Назым Хикмет

Фиш Радий Геннадиевич

Вместо предисловия

Автору повезло. С того дня, когда Назым Хикмет прилетел в Москву, и до его смерти - двенадцать лет - он общался с поэтом, переводил его, наблюдал, как рождались его замыслы. И все годы вел дневник.

Сколь ни подробны были бы записи, они могли вместить лишь малую часть жизни поэта. Назым Хикмет был связан с тысячами людей на всех континентах Земли - приязнью, дружбой, борьбой, поэзией.

Их судьбы вошли в его жизнь.

Его жизнь стала частью их судеб.

И автор счел необходимым, чтобы в этом первом наброске биографии Назыма Хикмета читатель услышал их голоса.

Память и забвение

Глава, в которой заключенный бурсской тюрьмы вспоминает губернатора Алеппо Назыма-пашу, празднует годовщину китайской революции и знакомится с рабочим Рашидом, в будущем крупнейшим романистом Турции

Сиреневые сумерки стерли очертания теней. За окном на голом, как мертвец, пустыре одинокий тополь, словно аист, застыл в бесконечном немом ожидании. Вершина Улудага скрылась в дымке.

Сейчас загорится фонарь у стены, сведет мир к желтоватому земляному кругу, и она явится, эта удивительная, несравненная, великолепнейшая тоска.

Он опустился на нары. Руки устало свесились с колен. Надо бы пойти умыться - скоро ударит гонг и со скрежетом задвинутся засовы. Но он не двинулся с места.

В коридоре, как обычно перед отбоем, шаркали нервозные шаги. Лавчонки-мастерские вокруг вымощенного камнем внутреннего тюремного дворика опустили ставни и стали положи на забытые сундуки, одинаковые и одинокие в своей печали. Портные, парикмахер, сапожники, зеркальщик, лудилыцики - они арендовали эти мастерские у тюремного начальства - моют у источника руки, струйка воды в нем бьет, как всегда, вбок, все вбок и вбок.

Лица этих людей были знакомы ему лучше, чем свое собственное, жизнь их выучена наизусть с рождений до этой самой минуты, когда вместе с сумерками вот-вот снова явится к нему эта удивительная, несравненнейшая тоска.

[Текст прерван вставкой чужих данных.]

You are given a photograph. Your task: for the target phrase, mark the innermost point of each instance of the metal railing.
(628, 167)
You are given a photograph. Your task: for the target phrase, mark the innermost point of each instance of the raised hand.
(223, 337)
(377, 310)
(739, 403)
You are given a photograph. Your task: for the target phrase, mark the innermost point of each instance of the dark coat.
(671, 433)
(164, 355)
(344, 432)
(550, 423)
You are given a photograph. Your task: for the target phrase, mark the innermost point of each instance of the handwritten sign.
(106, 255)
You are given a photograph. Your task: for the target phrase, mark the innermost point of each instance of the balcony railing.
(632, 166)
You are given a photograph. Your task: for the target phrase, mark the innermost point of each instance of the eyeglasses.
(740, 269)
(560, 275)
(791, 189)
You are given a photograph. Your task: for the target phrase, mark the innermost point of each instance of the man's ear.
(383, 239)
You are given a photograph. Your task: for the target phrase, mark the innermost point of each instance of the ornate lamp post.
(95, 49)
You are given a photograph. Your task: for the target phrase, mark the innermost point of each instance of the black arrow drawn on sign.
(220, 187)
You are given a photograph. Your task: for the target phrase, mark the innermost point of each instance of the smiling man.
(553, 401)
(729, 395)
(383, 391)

 Глава, в которой заключенный бурсской тюрьмы смотрит восьмилетним мальчиком представление теневого театра, на крыше вагона едет в Москву и вспоминает своего учителя поэта Яхью Кемаля

«Ты знаешь мою проклятую беспамятливость. Подробности не удерживаются в моей голове. Между тем подробности так бывают прекрасны. Читая вещи, написанные много лет назад, я радовался, как ребенок. И с волнением жду твоих заметок о нашей прошлой жизни и событиях, послуживших поводом для стихов...»

Опять заела клавиша в машинке. Он поправил ее, задумался.

Действительно, странно устроена его голова. Из всего детства удержала лишь несколько картин. Да и то он не мог бы сказать наверняка, было это с ним самим или с кем-то другим, а он только слышал рассказы об этом. Словно черная пропасть легла между ним, нынешним, и тем мальчиком, который с бьющимся от радости сердцем степенно шагал вместе с дедом по темным улицам Ускюдара. Дед в феске, поверх халата шуба с собольим шалевым воротником. Еле-еле пробивается сквозь деревянные решетки свет из окон домов, нависающих над улицей вторыми этажами. Раскачивается впереди над головой евнуха, освещающего дорогу, разноцветный фонарь, выхватывая из темноты лужи, стволы деревьев. Башмаки вязнут в грязи, а мальчику не терпится - скорей, скорей, может, там уже начали, хотя он знает, что без деда не начнут.

Каким испытаньем детского терпенья был весь этот первый день рамазана! И не оттого, что нужно было соблюдать пост. Взрослые действительно не ели, не пили с рассвета до захода солнца. Но дед не велел мучить детей: два раза в день им выдавали в хареме - на женской половине - по чашке густого белого йогурта, кусочку козьего сыра, по нескольку маслин и жесткой лепешке, хотя ему уже было восемь и пора было приучаться к посту.

Нетерпенье снедало детей по другому поводу. За неделю до рамазана в окне табачной лавки появлялись раскрашенные фигурки из картона, над ними - арабскими буквами - имя актера, название пьесы и пожелание благополучия и счастья всем правоверным по случаю священного месяца рамазан.